If DEC had made the other decision, would they have survived?  I really don’t know.  Quite possibly not; the change in engineering and manufacturing required, and hence probably in corporate culture in large parts of the organization, would have been overwhelmingly massive, and expensive. And the decision to try that would have guaranteed that they could not survive in just their existing markets.

At the time they had to make the decision, nobody really expected the microprocessor to become the main kind of computer, and nobody had any clear ideas what sort of market there would be for $5000 computers that were powerful enough for business use (PDP-8s were around $50,000 then). Visicalc was still in the future. Moore’s law was in effect, but nobody had quite made the connection that it didn’t really apply to the CPUs of old-fashioned computers built from wire-wrap modules (the interconnect speeds were going to surpass what any of the cheap reliable technologies could provide over those distances). The size of today’s computer market was simply not anticipated at that time. The PDP-8 is famous for many things, but one of them was being the first computer ever to ship more than 50,000 units (DEC distributed a poster about this at the time).
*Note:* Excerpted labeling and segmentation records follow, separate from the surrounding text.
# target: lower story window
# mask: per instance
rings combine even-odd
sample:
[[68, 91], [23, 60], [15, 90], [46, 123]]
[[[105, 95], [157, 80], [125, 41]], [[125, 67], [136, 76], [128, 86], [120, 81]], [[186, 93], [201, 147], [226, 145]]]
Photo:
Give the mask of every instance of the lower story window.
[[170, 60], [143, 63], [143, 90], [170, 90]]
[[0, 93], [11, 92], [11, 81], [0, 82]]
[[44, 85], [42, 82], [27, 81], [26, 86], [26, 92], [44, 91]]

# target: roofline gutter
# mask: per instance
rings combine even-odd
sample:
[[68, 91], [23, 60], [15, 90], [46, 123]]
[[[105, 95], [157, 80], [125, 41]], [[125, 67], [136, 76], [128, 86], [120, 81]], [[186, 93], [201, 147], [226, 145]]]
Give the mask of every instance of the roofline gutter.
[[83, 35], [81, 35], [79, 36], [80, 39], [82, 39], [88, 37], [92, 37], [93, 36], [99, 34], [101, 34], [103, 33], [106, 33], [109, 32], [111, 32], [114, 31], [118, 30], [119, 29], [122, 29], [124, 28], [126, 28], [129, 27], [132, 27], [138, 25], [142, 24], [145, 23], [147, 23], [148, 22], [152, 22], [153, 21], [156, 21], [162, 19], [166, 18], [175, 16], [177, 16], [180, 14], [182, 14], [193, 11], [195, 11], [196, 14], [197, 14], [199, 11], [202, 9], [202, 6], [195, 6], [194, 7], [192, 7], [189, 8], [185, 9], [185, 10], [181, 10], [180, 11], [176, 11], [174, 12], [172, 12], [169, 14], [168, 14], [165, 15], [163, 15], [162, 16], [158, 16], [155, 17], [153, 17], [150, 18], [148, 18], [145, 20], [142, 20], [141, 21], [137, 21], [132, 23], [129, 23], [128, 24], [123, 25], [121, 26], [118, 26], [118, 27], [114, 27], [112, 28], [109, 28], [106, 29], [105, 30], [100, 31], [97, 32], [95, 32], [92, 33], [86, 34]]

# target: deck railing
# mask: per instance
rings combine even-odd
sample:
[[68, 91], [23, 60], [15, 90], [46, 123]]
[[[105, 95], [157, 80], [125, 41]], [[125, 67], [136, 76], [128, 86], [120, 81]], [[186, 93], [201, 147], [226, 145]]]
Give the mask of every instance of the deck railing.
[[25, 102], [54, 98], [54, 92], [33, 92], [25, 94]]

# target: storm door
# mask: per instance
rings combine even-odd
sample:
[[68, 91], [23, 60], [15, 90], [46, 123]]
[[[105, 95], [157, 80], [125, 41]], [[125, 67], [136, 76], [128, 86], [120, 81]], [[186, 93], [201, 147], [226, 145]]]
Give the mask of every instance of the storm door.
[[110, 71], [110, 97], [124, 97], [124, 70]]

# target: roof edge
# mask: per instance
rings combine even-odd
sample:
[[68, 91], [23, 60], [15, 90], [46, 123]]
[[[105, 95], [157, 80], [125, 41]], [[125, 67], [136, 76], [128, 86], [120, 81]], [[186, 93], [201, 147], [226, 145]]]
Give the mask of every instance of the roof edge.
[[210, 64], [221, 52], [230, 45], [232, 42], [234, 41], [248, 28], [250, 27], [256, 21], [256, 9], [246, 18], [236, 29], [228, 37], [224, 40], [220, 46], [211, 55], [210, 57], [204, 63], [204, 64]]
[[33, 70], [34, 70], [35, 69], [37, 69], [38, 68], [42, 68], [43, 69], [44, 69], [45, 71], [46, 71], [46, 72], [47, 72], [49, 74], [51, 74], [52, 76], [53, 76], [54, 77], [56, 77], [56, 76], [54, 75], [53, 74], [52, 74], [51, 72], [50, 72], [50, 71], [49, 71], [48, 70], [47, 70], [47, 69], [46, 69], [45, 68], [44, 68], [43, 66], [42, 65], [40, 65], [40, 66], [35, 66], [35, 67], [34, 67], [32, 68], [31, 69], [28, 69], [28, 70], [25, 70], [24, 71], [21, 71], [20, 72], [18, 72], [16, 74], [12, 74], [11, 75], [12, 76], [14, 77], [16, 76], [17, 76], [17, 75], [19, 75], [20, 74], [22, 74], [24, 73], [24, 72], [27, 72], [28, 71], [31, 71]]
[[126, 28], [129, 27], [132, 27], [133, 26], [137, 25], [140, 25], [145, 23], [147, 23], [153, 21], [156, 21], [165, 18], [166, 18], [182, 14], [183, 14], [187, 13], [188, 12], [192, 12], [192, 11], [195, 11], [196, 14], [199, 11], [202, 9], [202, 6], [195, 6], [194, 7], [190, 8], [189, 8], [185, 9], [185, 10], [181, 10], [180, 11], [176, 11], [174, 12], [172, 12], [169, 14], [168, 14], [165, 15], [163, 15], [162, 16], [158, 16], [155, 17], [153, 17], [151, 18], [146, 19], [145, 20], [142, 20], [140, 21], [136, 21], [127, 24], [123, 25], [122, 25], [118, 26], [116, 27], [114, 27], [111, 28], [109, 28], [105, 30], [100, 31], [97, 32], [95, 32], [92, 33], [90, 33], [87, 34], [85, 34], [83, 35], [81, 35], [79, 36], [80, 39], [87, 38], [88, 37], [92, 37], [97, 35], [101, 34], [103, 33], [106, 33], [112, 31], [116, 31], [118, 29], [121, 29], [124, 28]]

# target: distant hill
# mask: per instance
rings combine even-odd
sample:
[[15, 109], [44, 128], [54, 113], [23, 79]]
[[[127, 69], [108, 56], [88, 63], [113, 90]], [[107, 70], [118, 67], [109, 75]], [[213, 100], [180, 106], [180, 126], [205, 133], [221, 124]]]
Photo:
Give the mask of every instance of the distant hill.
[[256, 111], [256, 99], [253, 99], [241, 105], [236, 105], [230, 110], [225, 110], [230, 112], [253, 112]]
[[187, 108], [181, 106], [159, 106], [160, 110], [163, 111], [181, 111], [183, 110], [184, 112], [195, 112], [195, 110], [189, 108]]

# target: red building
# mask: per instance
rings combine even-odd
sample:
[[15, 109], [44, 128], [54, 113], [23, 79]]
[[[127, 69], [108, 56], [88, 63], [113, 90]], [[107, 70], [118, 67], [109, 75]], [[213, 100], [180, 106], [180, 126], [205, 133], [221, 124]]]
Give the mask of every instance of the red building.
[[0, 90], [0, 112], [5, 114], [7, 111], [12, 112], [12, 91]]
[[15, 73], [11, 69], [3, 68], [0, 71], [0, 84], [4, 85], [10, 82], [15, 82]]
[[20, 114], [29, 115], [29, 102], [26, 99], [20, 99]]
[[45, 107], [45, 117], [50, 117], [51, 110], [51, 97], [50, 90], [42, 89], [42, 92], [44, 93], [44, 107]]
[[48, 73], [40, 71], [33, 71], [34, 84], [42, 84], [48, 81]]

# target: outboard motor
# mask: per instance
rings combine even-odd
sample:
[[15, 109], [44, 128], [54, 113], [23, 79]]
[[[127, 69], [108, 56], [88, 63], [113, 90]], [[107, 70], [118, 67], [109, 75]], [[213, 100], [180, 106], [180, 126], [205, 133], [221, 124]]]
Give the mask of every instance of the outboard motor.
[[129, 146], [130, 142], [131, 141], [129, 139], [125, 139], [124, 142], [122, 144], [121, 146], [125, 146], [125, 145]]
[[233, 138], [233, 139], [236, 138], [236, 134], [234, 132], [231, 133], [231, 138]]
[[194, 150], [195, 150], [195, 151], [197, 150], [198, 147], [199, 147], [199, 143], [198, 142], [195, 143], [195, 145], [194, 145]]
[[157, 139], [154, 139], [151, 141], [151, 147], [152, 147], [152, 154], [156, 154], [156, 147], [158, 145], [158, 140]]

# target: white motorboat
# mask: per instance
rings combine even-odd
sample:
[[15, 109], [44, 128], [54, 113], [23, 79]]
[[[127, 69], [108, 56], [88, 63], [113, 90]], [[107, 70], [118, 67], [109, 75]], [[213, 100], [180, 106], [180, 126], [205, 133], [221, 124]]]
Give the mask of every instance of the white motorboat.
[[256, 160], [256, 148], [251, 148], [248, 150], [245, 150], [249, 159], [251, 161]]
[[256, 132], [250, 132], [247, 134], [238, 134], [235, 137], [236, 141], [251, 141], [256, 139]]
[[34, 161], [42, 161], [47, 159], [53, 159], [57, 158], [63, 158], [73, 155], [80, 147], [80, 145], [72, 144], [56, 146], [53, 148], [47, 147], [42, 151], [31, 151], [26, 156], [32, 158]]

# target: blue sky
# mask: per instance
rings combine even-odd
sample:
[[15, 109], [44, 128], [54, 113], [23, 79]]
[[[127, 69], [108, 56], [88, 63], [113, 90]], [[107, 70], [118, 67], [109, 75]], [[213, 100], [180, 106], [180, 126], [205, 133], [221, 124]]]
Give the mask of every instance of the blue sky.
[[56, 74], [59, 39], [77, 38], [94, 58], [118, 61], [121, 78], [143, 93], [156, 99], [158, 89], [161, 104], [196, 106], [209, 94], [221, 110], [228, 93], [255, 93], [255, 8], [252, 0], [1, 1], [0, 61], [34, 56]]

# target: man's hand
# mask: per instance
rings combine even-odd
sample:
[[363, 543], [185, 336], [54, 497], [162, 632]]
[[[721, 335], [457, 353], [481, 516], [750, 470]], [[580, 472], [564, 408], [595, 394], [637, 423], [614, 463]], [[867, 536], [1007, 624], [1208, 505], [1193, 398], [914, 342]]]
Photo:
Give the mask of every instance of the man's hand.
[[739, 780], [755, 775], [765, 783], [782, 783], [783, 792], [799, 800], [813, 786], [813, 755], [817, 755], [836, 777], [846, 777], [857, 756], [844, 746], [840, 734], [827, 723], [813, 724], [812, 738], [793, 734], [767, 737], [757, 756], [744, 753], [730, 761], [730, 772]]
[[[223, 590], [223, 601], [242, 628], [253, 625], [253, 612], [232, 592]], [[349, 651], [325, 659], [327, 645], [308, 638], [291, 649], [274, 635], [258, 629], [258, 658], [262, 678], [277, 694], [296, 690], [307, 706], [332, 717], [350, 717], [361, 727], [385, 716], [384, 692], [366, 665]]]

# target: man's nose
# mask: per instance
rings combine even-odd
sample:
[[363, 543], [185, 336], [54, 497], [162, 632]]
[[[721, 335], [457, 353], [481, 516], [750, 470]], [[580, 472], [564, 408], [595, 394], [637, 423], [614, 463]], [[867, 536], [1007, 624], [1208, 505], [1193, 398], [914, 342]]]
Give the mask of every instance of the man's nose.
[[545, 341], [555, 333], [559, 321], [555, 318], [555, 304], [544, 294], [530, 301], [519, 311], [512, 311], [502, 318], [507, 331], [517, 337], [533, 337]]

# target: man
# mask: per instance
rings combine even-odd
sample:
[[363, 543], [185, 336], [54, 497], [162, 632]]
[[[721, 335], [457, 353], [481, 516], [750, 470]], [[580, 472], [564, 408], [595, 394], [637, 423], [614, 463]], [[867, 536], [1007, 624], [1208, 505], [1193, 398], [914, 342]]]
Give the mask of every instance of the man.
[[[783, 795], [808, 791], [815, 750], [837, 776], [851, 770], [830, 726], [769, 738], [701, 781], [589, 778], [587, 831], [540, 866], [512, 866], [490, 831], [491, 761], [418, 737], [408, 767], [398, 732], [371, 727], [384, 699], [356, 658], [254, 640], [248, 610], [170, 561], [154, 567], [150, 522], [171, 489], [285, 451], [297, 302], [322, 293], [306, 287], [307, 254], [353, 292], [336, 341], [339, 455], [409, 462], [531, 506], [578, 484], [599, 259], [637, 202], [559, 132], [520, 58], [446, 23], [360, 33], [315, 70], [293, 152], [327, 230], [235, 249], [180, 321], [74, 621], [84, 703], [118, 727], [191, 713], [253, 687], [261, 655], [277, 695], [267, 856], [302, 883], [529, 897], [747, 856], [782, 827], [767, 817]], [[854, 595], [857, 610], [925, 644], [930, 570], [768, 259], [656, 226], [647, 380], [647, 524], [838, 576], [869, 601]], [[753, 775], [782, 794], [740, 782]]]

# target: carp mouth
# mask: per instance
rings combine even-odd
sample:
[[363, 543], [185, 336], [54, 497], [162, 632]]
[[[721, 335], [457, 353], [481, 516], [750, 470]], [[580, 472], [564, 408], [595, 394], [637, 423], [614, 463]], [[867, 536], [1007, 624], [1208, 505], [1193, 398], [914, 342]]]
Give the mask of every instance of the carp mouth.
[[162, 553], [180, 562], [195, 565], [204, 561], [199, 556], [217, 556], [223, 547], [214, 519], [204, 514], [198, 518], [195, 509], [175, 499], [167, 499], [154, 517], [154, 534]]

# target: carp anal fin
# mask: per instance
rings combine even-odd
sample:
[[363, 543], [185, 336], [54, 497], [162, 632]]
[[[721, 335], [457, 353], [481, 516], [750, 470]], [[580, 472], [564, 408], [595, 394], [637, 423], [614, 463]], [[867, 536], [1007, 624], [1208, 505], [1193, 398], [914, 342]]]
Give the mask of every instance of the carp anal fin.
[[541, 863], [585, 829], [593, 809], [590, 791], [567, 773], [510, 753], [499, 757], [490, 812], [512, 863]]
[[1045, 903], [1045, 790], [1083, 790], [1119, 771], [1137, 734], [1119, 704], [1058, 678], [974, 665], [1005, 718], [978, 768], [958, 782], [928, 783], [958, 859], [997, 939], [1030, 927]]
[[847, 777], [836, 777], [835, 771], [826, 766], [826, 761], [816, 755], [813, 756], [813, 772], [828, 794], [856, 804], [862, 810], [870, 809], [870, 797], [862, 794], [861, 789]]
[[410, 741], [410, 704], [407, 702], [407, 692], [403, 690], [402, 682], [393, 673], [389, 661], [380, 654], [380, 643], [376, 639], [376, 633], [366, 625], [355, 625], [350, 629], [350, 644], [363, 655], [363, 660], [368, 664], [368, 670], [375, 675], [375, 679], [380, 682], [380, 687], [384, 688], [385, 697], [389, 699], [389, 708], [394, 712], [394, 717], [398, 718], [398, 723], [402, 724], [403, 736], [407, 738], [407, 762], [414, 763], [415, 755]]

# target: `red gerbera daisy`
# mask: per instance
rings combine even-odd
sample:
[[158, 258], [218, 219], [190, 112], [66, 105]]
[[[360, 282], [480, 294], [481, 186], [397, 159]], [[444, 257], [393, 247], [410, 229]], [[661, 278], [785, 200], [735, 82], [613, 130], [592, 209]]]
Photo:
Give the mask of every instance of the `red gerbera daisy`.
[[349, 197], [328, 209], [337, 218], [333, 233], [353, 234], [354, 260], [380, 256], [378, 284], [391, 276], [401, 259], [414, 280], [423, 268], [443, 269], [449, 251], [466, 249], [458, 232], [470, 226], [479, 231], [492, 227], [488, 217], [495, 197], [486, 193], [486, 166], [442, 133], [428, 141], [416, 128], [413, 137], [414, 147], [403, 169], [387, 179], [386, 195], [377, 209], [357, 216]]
Buggy-whip manufacturers didn’t do all that well when the automobile took hold. The entire horse tack industry took a big down-turn, the total market for horse support gear collapsed when the horse population collapsed. But it was by no means obvious at first that automobiles were going to become important. That didn’t really happen until Henry Ford’s model T, at the earliest.

DEC made an attempt to play in the “workstation” market which developed in parallel with the early development of personal computers, but Apollo and later Sun pretty much kept them out of that market, and that market turned out not to last very long. They also developed one of the important RISC architectures, the Alpha, which was for a while even supported by Microsoft Windows NT (and note that the Alpha was a 64-bit architecture introduced in 1992).  Still, with slightly different luck and decisions, they might have made the transition to workstations and then to servers (where Sun is still holding on, though now as a division of Oracle; Apollo also ended up owned by HP). This was in some sense the first commercial wave of the single-user computer market, and it’s interesting that the big wave did not develop out of players in the first wave.

These strategic business decisions are often not at all obvious at the time  you have to make them.  Even some of the ones that are obvious in hindsight were quite obscure at the time they had to be made. The inevitable course of history is very often not clearly visible looking forward, only backward.